И она не проснулась, и она не просыпалась, и он понял, что властен над нею, потому что, преодолев проклятую стену, он уже не был прежним — ведь ее волосы, доверчиво задремавшие на его руке, признали его своим! Он стал иным, и мучительная чуткость — беда истонченных пальцев — стала свойством всей его кожи, и был он весь огромен и нежен, как сказочный зверь-ковер, обитающий в горных пещерах…
И не просыпалась она.
15
С утра Абоянцеву везло на чужие разговоры. Пока он спускался по винтовой лесенке — лениво, в какой-то необъяснимой, давным-давно не посещавшей его истоме, — снизу доносился ворчливый басок Меткафа, из-за недосыпа понизившийся ровно на октаву. Чернокожий гигант кроме целого комплекса паранормальных свойств обладал еще и способностью прекрасно ориентироваться в темноте — незаменимое качество для ночных вылазок на
Вертолетную. Судя по монотонности речитатива, Меткаф дотошно перечислял все детали своей микроэкспедиции. «Развалины меня не то чтобы потрясли, но впечатлили — стены толстенные, вроде бы из серого плитняка, а ширина — поперек можно улечься, и ноги не свесятся. Так эти стены порушились, а вот оконные переплеты, тонюсенькие такие, за ними и нет ничего, небо просвечивает и ветер гуляет уже которое-то столетие, — эти целы! (Где он там стены нашел, да еще и с окнами, коих на Та-Кемте еще не изобрели?) Погулял я по сереньким дорожкам, потом гляжу — газончик ровненький, словно и не натуральный, а ковер синтетический, а посередке — пихта…» — «Так уж ты и запомнил, что это была пихта, а не елка? (Ага, это Мокасева, голубушка, кормилица наша.) Не люблю я пихту, никчемное дерево, ни духу от нее, ни радости новогодней… Дак о чем это мы?» — «Да все о том же, мэм, о слабых сигналах, психогенных и посттемпоральных… Да вы никак стоя спите, мэм? Я вот всю ночь на запасной базе околачивался, и ничего!» — «На то ты у нас джинн не джинн, а что-то вроде Кощея… Не обращай внимания на меня, старую, разоспалась я нынче — не иначе, как к погоде. Говори себе, да салатик не забывай крошить, чать дежурный». — «Тогда пожалуйте яичко, мэм-саиб… Гран мерси. Поди сюда, паршивец! Стой смирно».

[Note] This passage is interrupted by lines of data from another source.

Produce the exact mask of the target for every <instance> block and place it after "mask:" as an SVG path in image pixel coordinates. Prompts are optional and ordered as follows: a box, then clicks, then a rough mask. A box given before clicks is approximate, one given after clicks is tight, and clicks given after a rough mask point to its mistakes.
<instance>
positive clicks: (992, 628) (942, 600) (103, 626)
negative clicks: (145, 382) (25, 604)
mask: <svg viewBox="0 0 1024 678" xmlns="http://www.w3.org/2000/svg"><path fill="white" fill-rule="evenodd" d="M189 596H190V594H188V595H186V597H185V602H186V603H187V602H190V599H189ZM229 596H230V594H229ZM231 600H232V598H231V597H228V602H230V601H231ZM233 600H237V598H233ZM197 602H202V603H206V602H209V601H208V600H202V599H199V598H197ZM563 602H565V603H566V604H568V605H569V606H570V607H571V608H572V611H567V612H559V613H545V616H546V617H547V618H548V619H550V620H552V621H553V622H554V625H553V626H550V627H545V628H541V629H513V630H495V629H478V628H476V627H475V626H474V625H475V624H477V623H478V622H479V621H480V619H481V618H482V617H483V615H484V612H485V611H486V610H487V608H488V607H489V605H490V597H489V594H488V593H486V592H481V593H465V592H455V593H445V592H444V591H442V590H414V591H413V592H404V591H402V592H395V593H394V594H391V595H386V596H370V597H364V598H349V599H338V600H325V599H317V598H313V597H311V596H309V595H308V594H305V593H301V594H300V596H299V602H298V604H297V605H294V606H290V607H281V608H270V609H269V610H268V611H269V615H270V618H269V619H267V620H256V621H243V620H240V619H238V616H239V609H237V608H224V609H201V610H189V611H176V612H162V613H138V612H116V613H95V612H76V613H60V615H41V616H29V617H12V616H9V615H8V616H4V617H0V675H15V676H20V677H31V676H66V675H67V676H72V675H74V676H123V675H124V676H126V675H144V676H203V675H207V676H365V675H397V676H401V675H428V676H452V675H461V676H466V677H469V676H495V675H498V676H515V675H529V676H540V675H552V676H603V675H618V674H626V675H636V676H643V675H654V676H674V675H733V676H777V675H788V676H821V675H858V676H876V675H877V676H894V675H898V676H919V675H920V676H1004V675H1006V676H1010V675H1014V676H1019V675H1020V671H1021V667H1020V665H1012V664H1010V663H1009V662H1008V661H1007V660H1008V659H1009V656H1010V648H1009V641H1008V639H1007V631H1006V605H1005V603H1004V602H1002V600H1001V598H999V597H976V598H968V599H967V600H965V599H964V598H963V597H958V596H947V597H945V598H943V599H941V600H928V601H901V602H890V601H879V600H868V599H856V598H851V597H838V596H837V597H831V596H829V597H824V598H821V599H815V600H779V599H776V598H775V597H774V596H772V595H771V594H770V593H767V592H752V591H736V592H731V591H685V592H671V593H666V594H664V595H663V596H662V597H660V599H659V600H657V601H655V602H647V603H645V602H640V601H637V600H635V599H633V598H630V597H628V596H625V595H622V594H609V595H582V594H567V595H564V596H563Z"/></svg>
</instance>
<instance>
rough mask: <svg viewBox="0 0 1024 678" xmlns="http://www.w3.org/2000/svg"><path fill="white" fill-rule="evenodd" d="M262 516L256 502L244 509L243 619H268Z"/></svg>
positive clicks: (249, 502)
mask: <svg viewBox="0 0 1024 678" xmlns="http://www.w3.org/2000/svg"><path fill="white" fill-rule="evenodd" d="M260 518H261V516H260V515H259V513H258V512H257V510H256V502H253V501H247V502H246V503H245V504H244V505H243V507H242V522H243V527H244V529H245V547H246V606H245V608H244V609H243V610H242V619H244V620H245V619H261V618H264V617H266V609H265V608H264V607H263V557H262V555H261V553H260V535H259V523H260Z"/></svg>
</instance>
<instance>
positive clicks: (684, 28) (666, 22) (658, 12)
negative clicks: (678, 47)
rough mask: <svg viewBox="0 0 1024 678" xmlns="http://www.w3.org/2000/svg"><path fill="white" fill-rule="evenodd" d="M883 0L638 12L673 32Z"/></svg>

Ага, это он Ваське Бессловесному. Вот это-то их и сблизило, Меткафа с Мокасевой, — какая-то врожденная, лютая ненависть к роботам. На Большой Земле это не редкость, но вот в экспедициях на дальние — качество уникальное. Раздался скрежещущий треск, словно кололи кокосовый орех титановой табуреткой. Абоянцев задумчиво погладил шейные позвонки — вмешиваться было рано. Да и сонное оцепенение не проходило — так и простоял бы на ступенечке, облокотясь на перила, до самого обеда.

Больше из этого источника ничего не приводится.